Foucault, M. (1969). L’Archéologie du savoir. Paris; Gallimard.

Hartog, F. (2003). Régimes d’historicité : présentation et expériences du temps. Paris : Seuil.

Robinson, K. (2010). « Changing education paradigms ». Récupéré de https://www.youtube.com/watch?v=e1LRrVYb8IE

Jutras, F. et Rondeau, K. (2015). « Le journal réflexif comme outil de construction identitaire ». Apprendre et enseigner aujourd’hui, 4(2), 28-32. Récupéré de https://fr.calameo.com/read/001898804c4aadbe1cd73

Rushkoff, D. (2013). Present Shock. When everything happens now. New York : Penguin Group.

Sennett, R. (2014). Ensemble. Pour une éthique de la coopération. Paris : Albin Michel.

Wieviorka, M. (2013). L’impératif numérique ou La nouvelle ère des sciences humaines et sociales?. Paris : CNRS.

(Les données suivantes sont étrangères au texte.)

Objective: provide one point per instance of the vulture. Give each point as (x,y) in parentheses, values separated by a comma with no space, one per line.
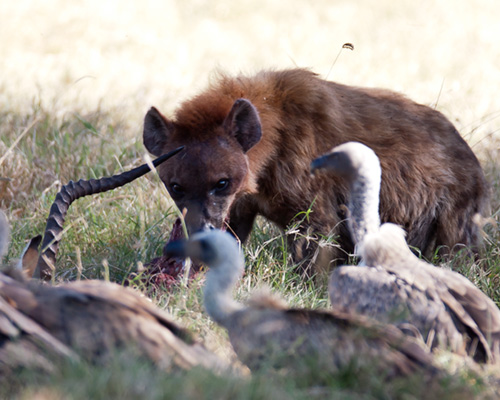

[1] Le concept d’épistémè renvoie aux travaux de Foucault (1966, 1968) et celui d’habitus à ceux de Bourdieu (1979, 1980).
[2]  J’ai complété la scolarité d’un doctorat en philosophie avant d’obtenir un doctorat en sociologie.
[3] On connaît les effets de la participation de jeunes issu.e.s d’un milieu défavorisé au « garage à musique » du Dr Gilles Julien par exemple. Personnellement, j’ai pu constater les effets - notamment les bienfaits - du programme artistique d’empowerment testé chez des femmes vulnérabilisées ayant subi diverses formes de violence (et fréquentant des organismes communautaires venant en aide aux femmes), « Aux arts, citoyen.ne.s » (2015-2017) : http://www.creacc-diversites.org/fr/activites/aux-arts-citoyen.ne.s/ Cela pour illustrer la force du pouvoir des arts tant dans le raccrochage à la vie sociale (pour ces femmes) que dans de la vie scolaire (pour ces jeunes).
[4] L’idée d’épidémie fictive (Robinson, 2010) se base sur l’hypothèse selon laquelle une « mode médicale » pousserait le diagnostic du « manque de concentration » sur des sujets obligatoires inscrits au curriculum scolaire/universitaire. On peut sans doute d’autant plus parler d’« épidémie » que cette mode diagnostique scolaire perdure tout en sachant les étudiant.e.s vivant avec un TDAH être particulièrement vulnérables à la captation de leur attention par tous les supports existants et possibles (TICs, applications de messagerie, etc.).